First of all, the client has a vision in mind for his or her website, which can be unrealistic, while the design team may not take the time to fully understand what the client wants. The customer looks the site from the standpoint of the business, and the developer look at it from the standpoint of the project architecture.

The programmer looks at and finds the causal relationship and ideas of the site, and what the client actually wants may not always seem appropriate to him. Developers often focus only on writing code and forget about the needs of the business – what is “user friendly” to the developer may not be “user friendly” to the client!

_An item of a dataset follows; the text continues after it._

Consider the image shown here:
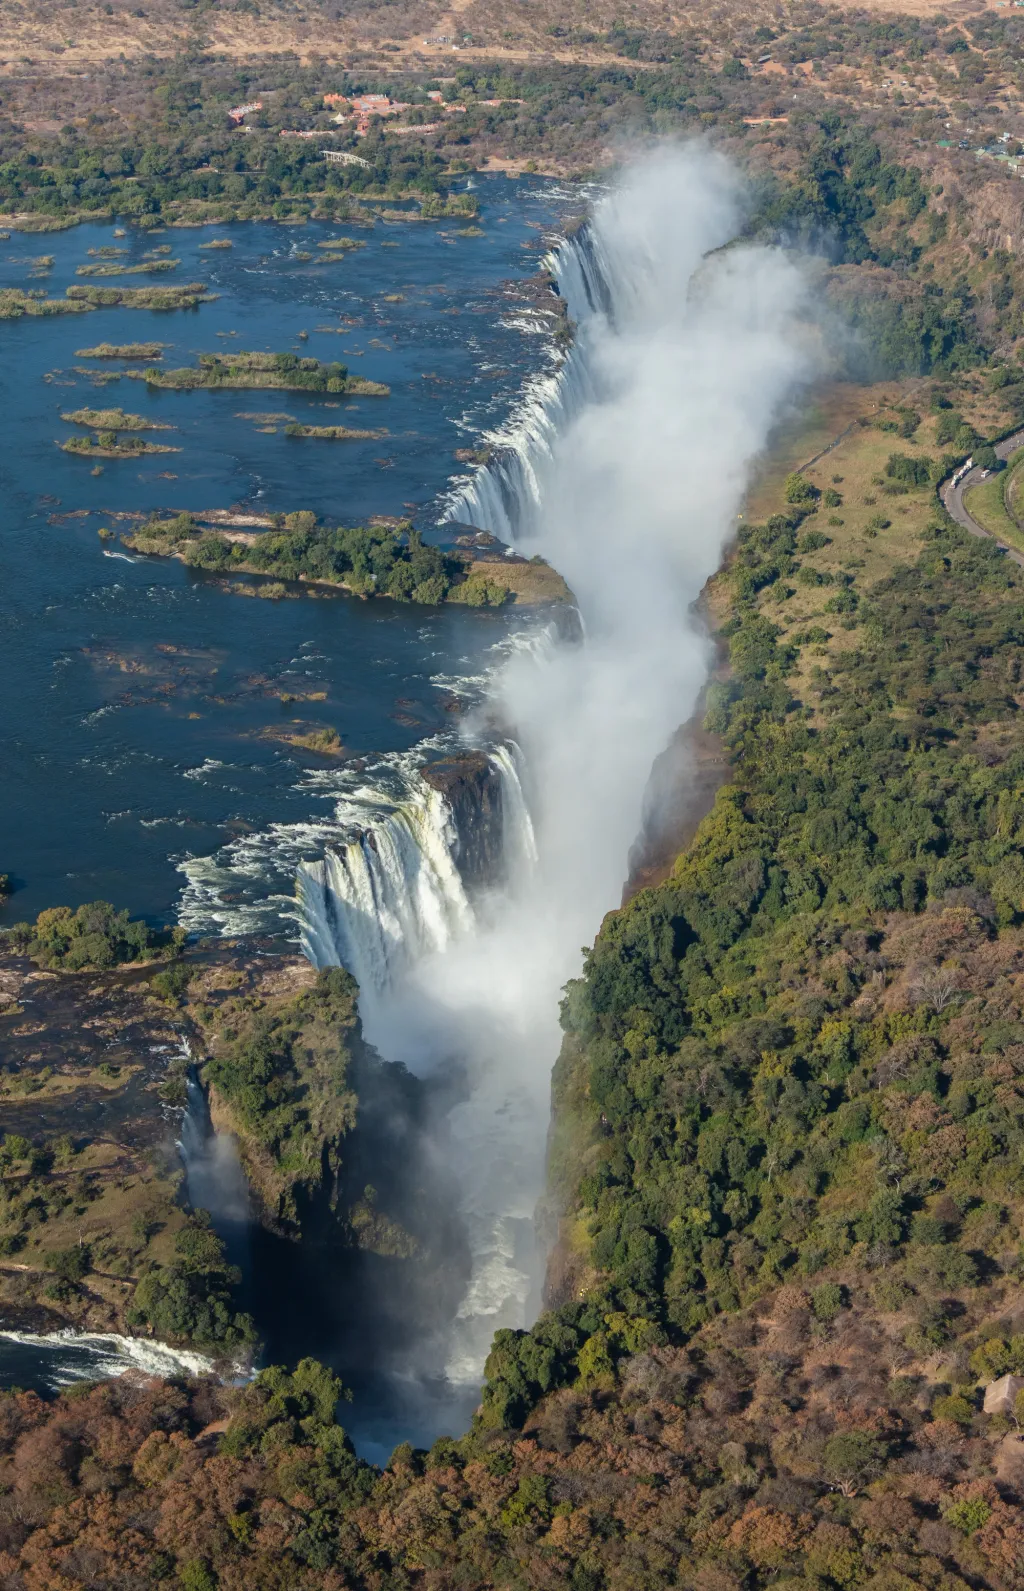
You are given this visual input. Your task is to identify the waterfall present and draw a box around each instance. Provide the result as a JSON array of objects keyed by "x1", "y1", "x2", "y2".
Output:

In this case, it’s necessary for a “translator” to mediate between the client and the design team. This would be the project manager.

The project manager must become acquainted with the customer and his company and learn the business objectives. Without an understanding of the client’s business is impossible to make a good product and to change the opinion of the “dumb” customer.

I also found the seminar “And lice, and Fleas” (Dmitry Kanevsky, Gorilla.com.ua) very helpful.

Kanevsky’s presentation was about how it is not always possible to identify the “root of evil” on a project, especially if several problems are occurring – it makes it difficult to find the root cause.

He pointed out that “cleaning up the symptoms” does not “cure” the cause. It’s necessary to track down the cause and solve, or cure, it!

Eugene Labunskiy (Ciklum) spoke of irresponsibility. He depicted the levels of apathy in the form of a pyramid. At the base of the pyramid is apathy, then apathy and customer management, process apathy, apathy command, and on the top of the pyramid – the personal apathy. Then he tied the irresponsibility and apathy to the examples, and showed how important it is to deal with apathy at all levels.

The conference atmosphere was pleasant and friendly. The coffee breaks helped us to “digest” the large amount of information we were given, and also to communicate with our peers and to ask the speakers questions in a more casual setting.

I found this Conference very valuable and will be continuing to attend such events in the future.